By Mayo Clinic Staff

Your doctor will conduct a general physical exam and assess signs and symptoms that may indicate a neurological disease. A diagnosis of Krabbe disease is based on a series of tests, which may include the following.

Laboratory tests

A blood sample and small skin sample (biopsy) will be sent to a laboratory to assess the level of GALC enzyme activity. Very low or no GALC activity level may indicate Krabbe disease.

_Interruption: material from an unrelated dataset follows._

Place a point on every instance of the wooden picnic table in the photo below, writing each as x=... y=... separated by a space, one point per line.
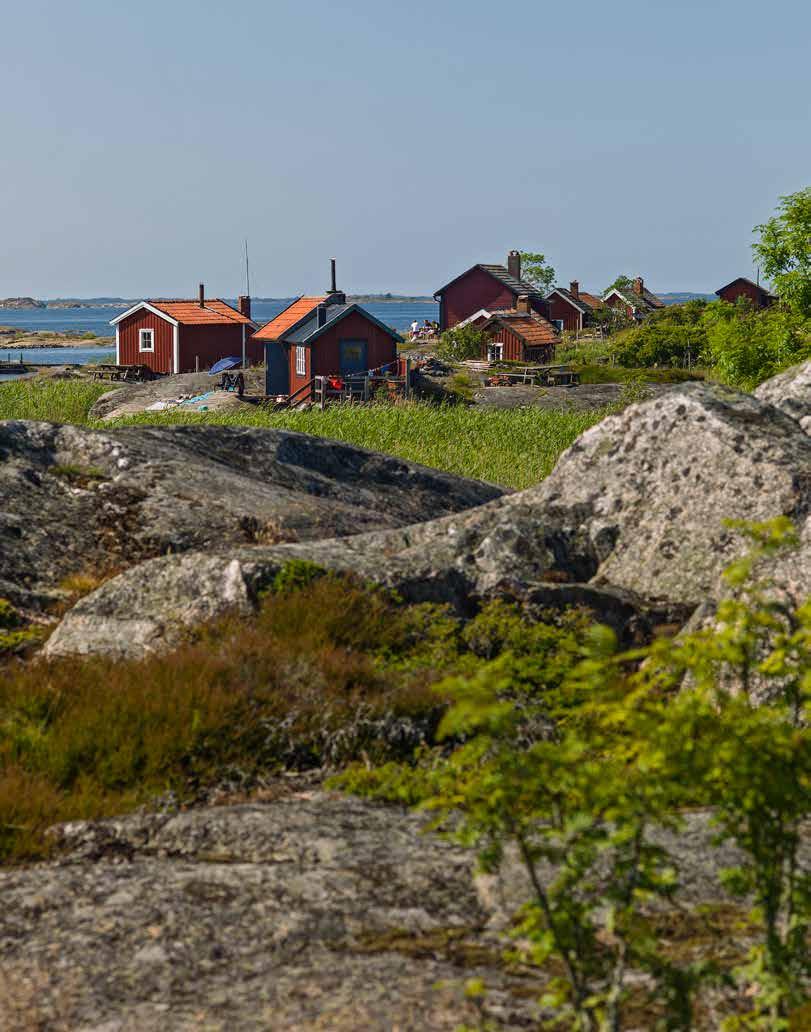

Although the results help a doctor make a diagnosis, they don't provide evidence of how quickly the disease may progress. For example, very low GALC activity doesn't always mean that the condition will advance rapidly.

Imaging tests

Your doctor may order one or more imaging tests that can detect the loss of myelin (demyelination) in affected regions of the brain. These may include:

  • Magnetic resonance imaging (MRI), a technology that uses radio waves and a magnetic field to produce detailed 3-D images
  • Computerized tomography (CT), a specialized X-ray technology that produces 2-D images

Nerve conduction study

A nerve conduction study assesses the rate at which nerves conduct a signal — essentially how quickly can they send a message. A special device measures the time it takes an electrical impulse to travel from one point on the body to another. When myelin is impaired, nerve conduction is slower.

Genetic testing

A genetic test may be done with a blood sample to confirm a diagnosis. There are variant forms of the mutated gene that results in Krabbe disease. The particular type of mutation may provide some clues regarding the expected course of the disease.

Newborn screening

In some states, a screening test for Krabbe disease is part of a standard set of assessments for newborns. The initial screening test measures GALC enzyme activity. If the enzyme activity is found to be low, follow-up GALC tests and genetic tests are conducted.

The use of newborn screening tests is relatively new. Researchers are still working to understand how best to use these tests, how well the tests lead to an accurate diagnosis and how well they predict the course of the disease.